Thank goodness DeVos is catching the old man, but before she leaves she poisons the well. In December, she issued instructions that appeared to call for strict application of administrative rules. Have them check their loan debt every year, she says. And those who think the dark areas of the liberal arts are interesting may find, as DeVos puts it, that the university “may not be worth the cost.”
She was talking about students like me. Who obtained two degrees in English.
What is not worth the trouble is the system that finances higher education at the expense of the students. But instead of reforming the system of public funding for education, DeVos is steering the discussion on whether the university is worth it for students who don’t have one.
She dramatically slowed down action on pardon applications, a form of free college, but a federal judge ordered her department to get to work. They did – and refused most requests. His position is that students who go into debt are irresponsible. According to her, students may be more responsible for them to verify their loan each year.
Sounds great doesn’t it, so easy like checking your bank balance on your phone. Imagine, checking your student loan balance over the course of a semester that a demanding professor accepts no excuse.
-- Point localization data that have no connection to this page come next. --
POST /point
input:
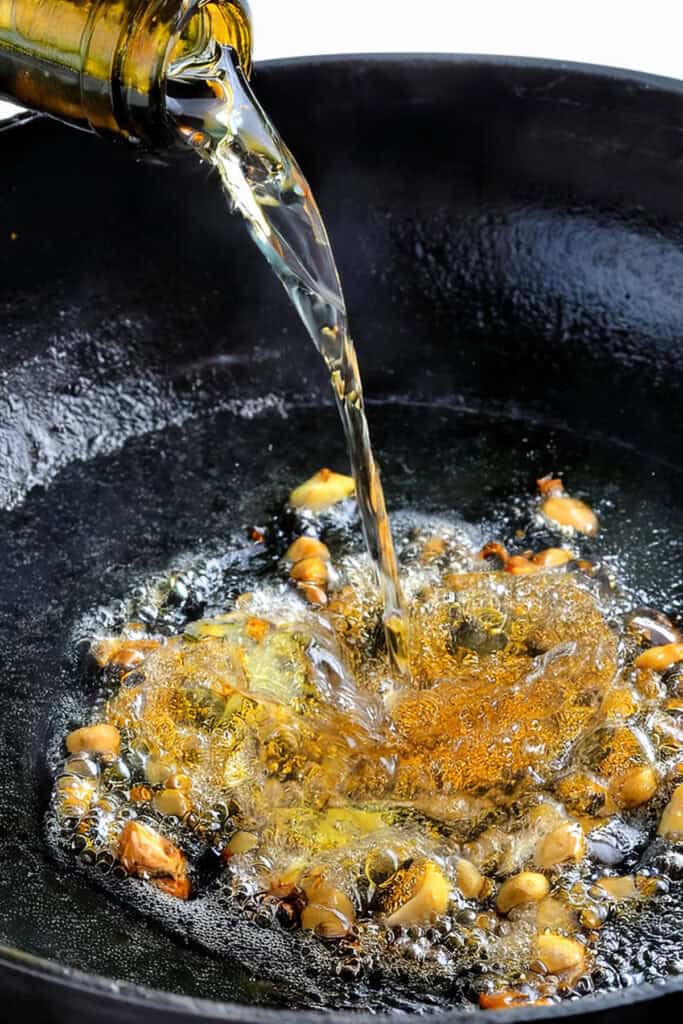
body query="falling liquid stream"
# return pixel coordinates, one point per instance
(218, 115)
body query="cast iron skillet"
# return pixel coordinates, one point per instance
(509, 233)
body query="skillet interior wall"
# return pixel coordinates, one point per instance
(507, 235)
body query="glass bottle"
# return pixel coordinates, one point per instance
(100, 65)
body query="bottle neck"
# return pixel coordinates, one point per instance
(101, 64)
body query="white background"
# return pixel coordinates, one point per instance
(645, 35)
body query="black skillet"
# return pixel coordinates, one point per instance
(510, 238)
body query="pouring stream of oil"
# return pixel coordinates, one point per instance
(218, 115)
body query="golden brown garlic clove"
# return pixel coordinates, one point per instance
(322, 489)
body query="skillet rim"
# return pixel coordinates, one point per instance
(59, 978)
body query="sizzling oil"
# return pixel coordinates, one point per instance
(529, 714)
(275, 743)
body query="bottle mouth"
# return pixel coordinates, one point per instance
(223, 22)
(166, 33)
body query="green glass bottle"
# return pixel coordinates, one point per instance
(100, 65)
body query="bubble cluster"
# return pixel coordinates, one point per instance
(488, 826)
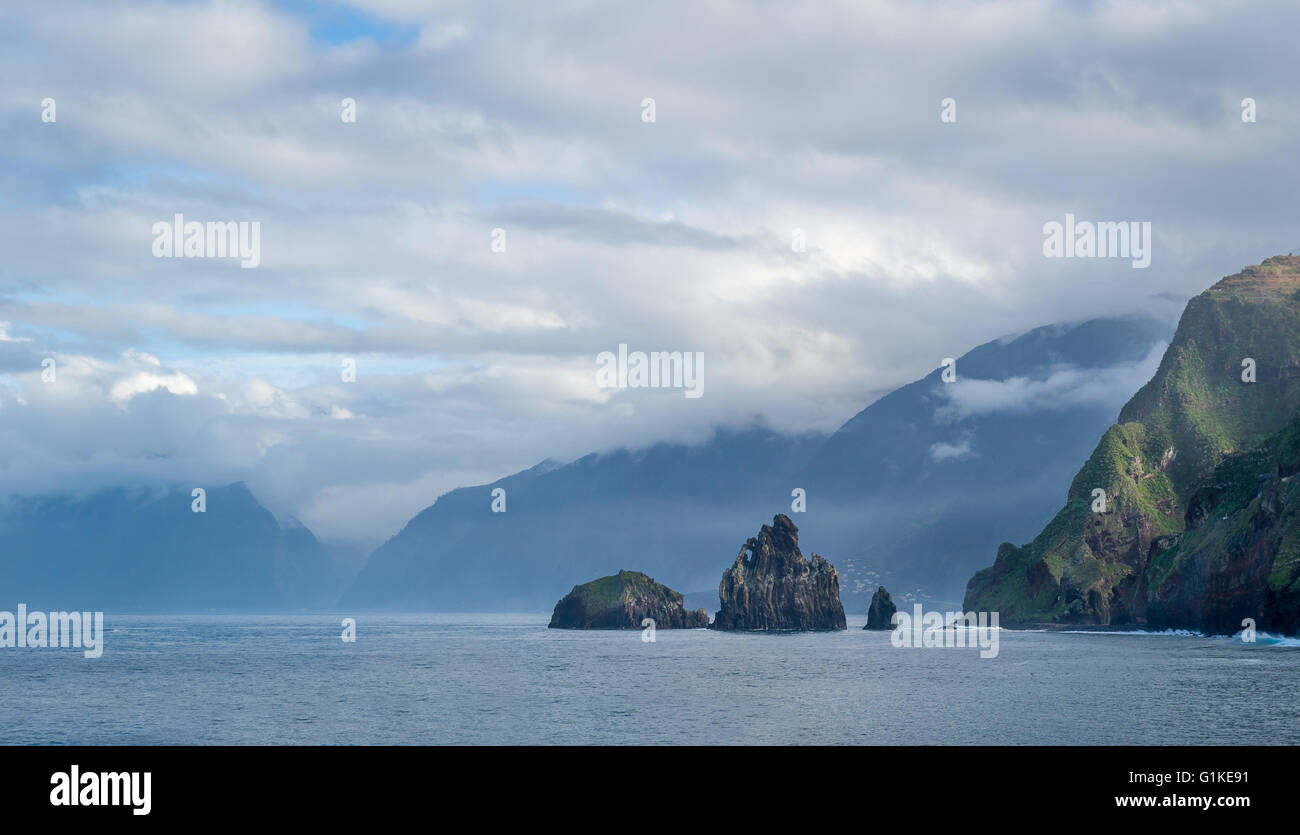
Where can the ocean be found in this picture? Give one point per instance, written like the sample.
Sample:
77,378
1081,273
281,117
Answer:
507,679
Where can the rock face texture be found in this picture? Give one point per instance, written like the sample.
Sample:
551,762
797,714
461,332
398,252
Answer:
880,615
772,587
1199,524
622,601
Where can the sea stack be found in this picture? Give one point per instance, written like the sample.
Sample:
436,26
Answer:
622,601
772,587
880,615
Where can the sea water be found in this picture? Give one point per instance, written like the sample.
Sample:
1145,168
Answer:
507,679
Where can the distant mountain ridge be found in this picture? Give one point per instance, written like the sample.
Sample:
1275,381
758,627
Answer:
1186,513
917,488
146,549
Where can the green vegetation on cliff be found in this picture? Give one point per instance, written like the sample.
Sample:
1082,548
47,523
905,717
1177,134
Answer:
1194,440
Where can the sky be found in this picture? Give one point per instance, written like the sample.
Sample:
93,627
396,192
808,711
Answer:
527,126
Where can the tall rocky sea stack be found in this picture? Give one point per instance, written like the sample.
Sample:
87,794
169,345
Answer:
772,587
1187,514
880,615
622,601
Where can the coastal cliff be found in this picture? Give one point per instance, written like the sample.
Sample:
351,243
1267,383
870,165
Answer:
622,601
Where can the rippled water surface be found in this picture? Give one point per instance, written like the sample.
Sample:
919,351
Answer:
468,679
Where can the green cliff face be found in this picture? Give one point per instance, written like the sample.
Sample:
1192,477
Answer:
1199,527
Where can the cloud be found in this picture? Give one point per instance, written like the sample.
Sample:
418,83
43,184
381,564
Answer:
1064,388
922,239
944,451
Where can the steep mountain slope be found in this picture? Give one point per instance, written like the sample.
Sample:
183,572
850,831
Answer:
919,485
1197,444
142,549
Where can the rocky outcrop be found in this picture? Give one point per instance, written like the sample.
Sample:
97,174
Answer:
772,587
880,615
622,601
1186,514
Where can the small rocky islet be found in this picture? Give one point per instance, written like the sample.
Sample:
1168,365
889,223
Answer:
880,615
770,587
622,601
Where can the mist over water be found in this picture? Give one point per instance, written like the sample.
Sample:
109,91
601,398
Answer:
507,679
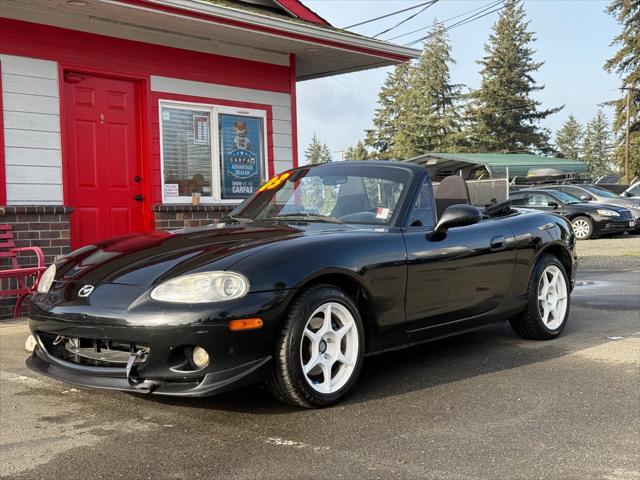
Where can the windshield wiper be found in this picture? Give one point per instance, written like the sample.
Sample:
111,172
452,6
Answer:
306,216
236,219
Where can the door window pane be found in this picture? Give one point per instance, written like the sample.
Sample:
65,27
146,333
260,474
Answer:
186,151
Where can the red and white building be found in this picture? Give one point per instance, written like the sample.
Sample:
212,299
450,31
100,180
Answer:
114,113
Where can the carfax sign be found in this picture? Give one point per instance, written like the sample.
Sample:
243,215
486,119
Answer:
241,151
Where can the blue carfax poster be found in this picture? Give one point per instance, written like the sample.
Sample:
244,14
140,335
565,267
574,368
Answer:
241,149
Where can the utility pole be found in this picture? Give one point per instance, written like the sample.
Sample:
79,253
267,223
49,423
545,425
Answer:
627,137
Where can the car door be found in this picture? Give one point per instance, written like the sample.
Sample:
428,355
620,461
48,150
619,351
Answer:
465,273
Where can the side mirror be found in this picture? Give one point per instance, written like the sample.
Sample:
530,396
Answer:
457,216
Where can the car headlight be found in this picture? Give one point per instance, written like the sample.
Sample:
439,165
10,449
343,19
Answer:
202,288
47,278
608,213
The reminders that the student pays for this are not helpful.
Gladieux also wrote: “Above all, the drift towards a system that relies primarily on student debt to fund higher tuition fees has shaken up the original commitment to equal opportunity.
It was 25 years ago. Congress did nothing to fix it, and now the system is crumbling under its weight. And crush African-American students.
Gladieux’s 1995 study, “Federal Student Aid Policy: A History and an Assessment,” seemed to be staring into a crystal ball.
“There has been an erosion of needs-based standards,” Gladieux wrote. “The anti-poverty origins of the legislation of the 1960s have faded into history as eligibility for federal student aid has been expanded down the economic ladder.
Student debt is a blow to African Americans who suffered the betrayals of promises made after emancipation from slavery. We trusted education. I showed patience to make progress, I sent the women to be teachers and nurses, or to wash the floors, all to keep the children in school. Everything to support the family until someone can break through as a doctor, accountant, or judge, or earn money in a legal business.
Michelle Alexander highlighted how Jim Crow is changing shape in the United States. She spoke of mass incarceration. Student loan debt is the Jim Crow of higher education.
That’s what the government should be doing: pay tuition and books for African American students. Pay for accommodation. Pay for the food. Give black students the basics. No loans.
And if the government wants to go further, forgive any student debt. Here is the accommodation: Restrict the use of student loans. Many students, not just blacks, are trying to live their ultimate life in college. As a taxpayer, I don’t want to fund student housing that has kitchens with granite counters. At least not until I have one myself.
(Dedria Humphries Barker, of Lansing, who chairs the Andrew and Mary Jane Humphries Foundation, wrote “Mother of Orphans: The True and Curious Story of Irish Alice, A Coled Man’s Widow.” Her opinion column appears on the fourth Wednesday of each month. .
This column was paid for by the City Pulse Fund for Community Journalism, available at www.lansingcitypulse.com/donation.)